Statement of purpose The Washington State Paediatric Transfer Guidelines list ‘significant blunt injury to the chest or abdomen’ as anatomic criteria for transfer. These guidelines also recommend transfer for any patient that may benefit from a paediatric trauma centre or paediatric ICU care. Data to guide these recommendations in isolated blunt solid organ injury are limited.

Methods Isolated blunt spleen, liver, and kidney injuries with abdominal Abbreviated Injury Severity Scores<=3 for patients under 16 during the years 2000–2014 from the Washington State Trauma Registry were analysed. Procedures, admission to ICU, transfusions, length of stay, and survival to discharge were considered.

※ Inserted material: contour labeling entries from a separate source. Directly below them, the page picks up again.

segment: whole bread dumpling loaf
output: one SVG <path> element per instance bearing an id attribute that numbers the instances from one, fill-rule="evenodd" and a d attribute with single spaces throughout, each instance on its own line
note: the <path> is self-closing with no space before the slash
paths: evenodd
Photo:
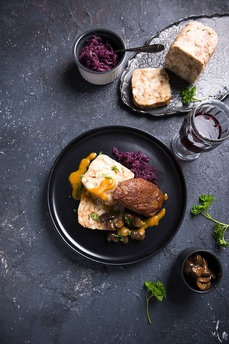
<path id="1" fill-rule="evenodd" d="M 195 83 L 218 42 L 217 33 L 212 29 L 198 22 L 190 22 L 169 48 L 165 56 L 165 67 L 189 83 Z"/>

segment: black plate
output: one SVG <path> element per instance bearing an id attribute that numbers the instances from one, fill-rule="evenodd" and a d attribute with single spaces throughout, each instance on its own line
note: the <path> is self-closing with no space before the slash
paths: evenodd
<path id="1" fill-rule="evenodd" d="M 92 152 L 113 158 L 115 146 L 124 152 L 139 150 L 149 157 L 151 162 L 164 173 L 158 185 L 169 195 L 164 202 L 165 215 L 158 226 L 146 230 L 143 241 L 130 240 L 126 245 L 106 240 L 106 231 L 84 228 L 78 223 L 79 201 L 72 197 L 68 176 L 78 169 L 81 159 Z M 48 202 L 54 226 L 60 237 L 75 252 L 94 261 L 123 265 L 139 261 L 156 255 L 165 247 L 179 229 L 187 203 L 185 179 L 180 164 L 170 150 L 150 134 L 125 126 L 103 127 L 87 131 L 70 142 L 57 158 L 49 175 Z"/>

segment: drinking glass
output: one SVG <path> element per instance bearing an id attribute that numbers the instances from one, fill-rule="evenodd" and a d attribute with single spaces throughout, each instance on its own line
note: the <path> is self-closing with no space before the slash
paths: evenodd
<path id="1" fill-rule="evenodd" d="M 229 137 L 229 108 L 220 100 L 199 103 L 184 120 L 172 147 L 181 160 L 193 160 Z"/>

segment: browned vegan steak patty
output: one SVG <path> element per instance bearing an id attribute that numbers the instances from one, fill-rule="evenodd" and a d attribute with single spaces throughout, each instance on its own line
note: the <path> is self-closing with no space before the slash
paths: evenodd
<path id="1" fill-rule="evenodd" d="M 141 178 L 119 182 L 113 197 L 130 210 L 147 217 L 161 209 L 164 198 L 156 185 Z"/>

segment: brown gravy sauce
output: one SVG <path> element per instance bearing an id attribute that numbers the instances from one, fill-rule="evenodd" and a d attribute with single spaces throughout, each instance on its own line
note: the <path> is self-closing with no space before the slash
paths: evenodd
<path id="1" fill-rule="evenodd" d="M 71 173 L 68 177 L 68 180 L 72 188 L 72 197 L 76 200 L 80 200 L 81 196 L 78 190 L 79 183 L 80 182 L 81 182 L 80 176 L 81 174 L 82 175 L 86 173 L 87 169 L 90 164 L 91 161 L 94 159 L 96 155 L 95 153 L 91 153 L 87 158 L 82 159 L 80 163 L 79 169 L 77 171 Z"/>
<path id="2" fill-rule="evenodd" d="M 163 217 L 165 213 L 165 209 L 164 208 L 161 209 L 158 214 L 150 217 L 148 217 L 145 221 L 145 224 L 142 226 L 140 229 L 145 229 L 147 227 L 151 227 L 152 226 L 157 226 L 159 220 Z"/>
<path id="3" fill-rule="evenodd" d="M 115 181 L 113 179 L 106 179 L 102 182 L 98 187 L 93 187 L 92 189 L 89 189 L 93 197 L 97 198 L 99 197 L 101 198 L 103 201 L 105 201 L 107 200 L 108 197 L 105 194 L 105 192 L 108 190 L 112 190 L 114 189 L 116 185 Z"/>

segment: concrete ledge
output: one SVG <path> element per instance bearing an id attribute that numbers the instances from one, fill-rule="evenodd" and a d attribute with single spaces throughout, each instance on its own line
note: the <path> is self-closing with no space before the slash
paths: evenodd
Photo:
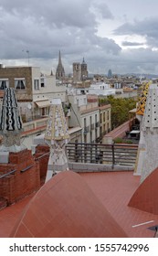
<path id="1" fill-rule="evenodd" d="M 116 172 L 116 171 L 134 171 L 134 166 L 114 165 L 90 163 L 68 163 L 68 168 L 74 172 Z"/>

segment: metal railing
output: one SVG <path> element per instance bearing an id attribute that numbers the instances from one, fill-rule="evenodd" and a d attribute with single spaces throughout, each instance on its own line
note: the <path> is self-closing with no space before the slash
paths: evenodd
<path id="1" fill-rule="evenodd" d="M 138 145 L 73 144 L 67 144 L 68 162 L 134 165 Z"/>

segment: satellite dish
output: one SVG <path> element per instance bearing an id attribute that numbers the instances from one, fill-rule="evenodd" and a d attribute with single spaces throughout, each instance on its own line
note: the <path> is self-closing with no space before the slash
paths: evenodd
<path id="1" fill-rule="evenodd" d="M 28 110 L 31 110 L 31 109 L 32 109 L 31 103 L 28 103 L 28 104 L 27 104 L 27 109 L 28 109 Z"/>

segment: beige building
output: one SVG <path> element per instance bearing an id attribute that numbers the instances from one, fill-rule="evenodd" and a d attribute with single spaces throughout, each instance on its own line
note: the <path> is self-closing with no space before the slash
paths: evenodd
<path id="1" fill-rule="evenodd" d="M 41 74 L 38 67 L 0 67 L 0 91 L 6 87 L 16 90 L 23 122 L 48 114 L 50 101 L 66 101 L 66 87 L 56 84 L 55 76 Z"/>
<path id="2" fill-rule="evenodd" d="M 103 137 L 111 130 L 111 104 L 100 106 L 100 138 Z"/>
<path id="3" fill-rule="evenodd" d="M 98 102 L 88 102 L 87 95 L 68 95 L 71 105 L 69 126 L 82 128 L 82 143 L 96 143 L 100 138 Z"/>

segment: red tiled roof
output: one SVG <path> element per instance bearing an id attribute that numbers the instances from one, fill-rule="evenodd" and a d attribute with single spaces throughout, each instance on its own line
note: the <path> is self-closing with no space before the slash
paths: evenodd
<path id="1" fill-rule="evenodd" d="M 127 237 L 79 175 L 64 171 L 30 201 L 11 237 Z"/>
<path id="2" fill-rule="evenodd" d="M 153 171 L 139 186 L 129 206 L 158 215 L 158 168 Z"/>
<path id="3" fill-rule="evenodd" d="M 147 228 L 158 224 L 158 215 L 128 206 L 131 197 L 139 187 L 140 176 L 133 176 L 132 172 L 83 173 L 81 176 L 128 237 L 153 237 L 154 232 Z M 143 224 L 145 222 L 149 223 Z"/>
<path id="4" fill-rule="evenodd" d="M 80 176 L 128 237 L 153 237 L 154 232 L 148 228 L 158 224 L 158 215 L 128 206 L 139 187 L 139 176 L 133 176 L 132 172 L 80 173 Z M 29 200 L 30 197 L 26 197 L 0 211 L 0 237 L 9 236 Z"/>

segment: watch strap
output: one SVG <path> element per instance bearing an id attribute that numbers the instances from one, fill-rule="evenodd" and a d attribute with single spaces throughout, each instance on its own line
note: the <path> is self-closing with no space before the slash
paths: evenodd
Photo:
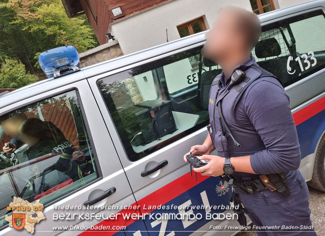
<path id="1" fill-rule="evenodd" d="M 225 158 L 225 163 L 224 163 L 224 166 L 231 166 L 231 163 L 230 163 L 230 157 L 226 157 Z"/>

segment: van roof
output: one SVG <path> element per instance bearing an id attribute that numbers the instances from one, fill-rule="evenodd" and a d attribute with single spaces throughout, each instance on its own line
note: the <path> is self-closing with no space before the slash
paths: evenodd
<path id="1" fill-rule="evenodd" d="M 259 15 L 262 25 L 272 23 L 276 18 L 299 13 L 308 9 L 320 7 L 324 10 L 325 0 L 319 0 L 302 3 L 294 6 L 278 9 Z M 80 71 L 54 79 L 53 77 L 28 85 L 13 91 L 1 95 L 0 94 L 0 108 L 10 104 L 35 96 L 41 92 L 60 87 L 91 77 L 118 69 L 146 59 L 193 44 L 204 42 L 207 31 L 176 40 L 154 46 L 133 53 L 81 68 Z M 31 89 L 34 88 L 34 89 Z"/>

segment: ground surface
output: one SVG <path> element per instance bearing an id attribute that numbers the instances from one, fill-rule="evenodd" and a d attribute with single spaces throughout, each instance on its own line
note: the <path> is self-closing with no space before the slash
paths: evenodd
<path id="1" fill-rule="evenodd" d="M 311 220 L 317 235 L 325 235 L 325 193 L 319 191 L 310 187 L 309 207 L 311 210 Z M 236 236 L 256 236 L 255 232 L 242 232 Z"/>

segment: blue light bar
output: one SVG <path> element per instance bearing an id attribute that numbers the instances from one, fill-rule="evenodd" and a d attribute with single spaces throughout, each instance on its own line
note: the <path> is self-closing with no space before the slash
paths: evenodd
<path id="1" fill-rule="evenodd" d="M 64 46 L 42 52 L 39 56 L 41 67 L 47 77 L 55 78 L 79 70 L 78 52 L 73 46 Z"/>

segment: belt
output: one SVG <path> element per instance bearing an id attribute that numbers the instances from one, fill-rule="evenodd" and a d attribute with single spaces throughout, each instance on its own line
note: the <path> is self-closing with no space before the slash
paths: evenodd
<path id="1" fill-rule="evenodd" d="M 253 176 L 250 179 L 245 180 L 241 177 L 236 178 L 227 174 L 222 174 L 220 177 L 231 185 L 235 190 L 241 193 L 252 194 L 255 192 L 268 189 L 271 191 L 278 191 L 285 196 L 290 196 L 290 190 L 285 184 L 286 178 L 283 172 Z"/>
<path id="2" fill-rule="evenodd" d="M 232 186 L 235 190 L 243 193 L 251 194 L 255 192 L 268 189 L 260 178 L 242 181 L 237 181 L 231 179 L 230 181 L 232 179 L 233 180 Z"/>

Results One thousand, one hundred seventy-seven patients had an isolated abdominal solid organ injury of which 351 (29.8%) were transferred to a level I or II trauma centre. Sixty-three percent (222/351) were discharged in <72 hours. Two hundred and nine patients were admitted to the ICU, however 83.3% of those patients were transferred out of the ICU in <24 hours. Only six patients underwent a major procedure (surgery or angioembolization). Ninety-nine patients had an Injury Severity Score greater than 9, and none were transfused. All 351 transferred patients survived to discharge.

Conclusions Few patients with low grade isolated abdominal solid organ injury need to be transferred and trauma systems should revise their transfer policies. Prevention of unnecessary transfers is an opportunity for cost savings in paediatric trauma.

Significance and Contributions to Injury and Violence Prevention Science Optimal regional trauma care in the future may include greater use of telemedicine, however, issues around hospital revenue and provider liability may be potential barriers. These data highlight one potential area for improving efficiency while maintaining patient safety.